Whenever we start playing toward the Ponty it's always a struggle. My initial reaction is always "oh no" or words to that effect.
It's a double edged sword attacking the Ponty in the 2nd half, great when we're attacking relentlessly and scoring but bloody awful when we're hanging on for grim death and all the action is nearly 100 yards away...
When football first came back from the lockdown, didn't they change the way the coin toss works? And has it changed back again yet? (I could look these things up, but I'm still in bed and feeling lazy).

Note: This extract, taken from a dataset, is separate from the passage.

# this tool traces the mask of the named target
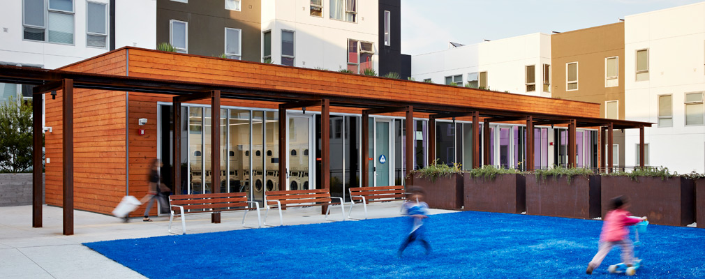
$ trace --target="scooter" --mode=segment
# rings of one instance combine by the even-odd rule
[[[634,235],[636,237],[636,241],[634,242],[634,259],[632,261],[632,266],[627,266],[624,263],[619,263],[617,264],[613,264],[607,268],[607,271],[610,273],[626,273],[627,275],[632,276],[637,273],[637,270],[642,267],[643,264],[643,259],[639,257],[639,249],[642,247],[642,242],[639,240],[639,233],[646,232],[646,225],[649,225],[649,221],[644,220],[643,221],[639,222],[634,225]]]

Not keen on us kicking to the Ponty first, but always console myself with the thought that we managed to cope with it on 26 April 1997
Daniel Gray's book "Extra Time 50 further delights of modern football" devotes a chapter to kicking to the wrong end first half. "The referee raises his arms and performs an outtake disco-fever manoeuvre, signifying that the teams are to trade places. There rises from the stands a gasp. Breath is drawn on this subversion of normality. A visiting teenager has entered the good front room and put his shooed feet on the settee." Later in the book he writes of "Wins in a row." "Five-in-a-row would be nothing short of preposterous." "We look up, not down, giving play off places or European places the glad eye where before the relegation zone has us in its beady stare." Prescient or what? Anyway the book is a lovely read.
This time of the year it pays in the first half to shoot towards the north stand sunshine as Millwall took advantage of at the weekend.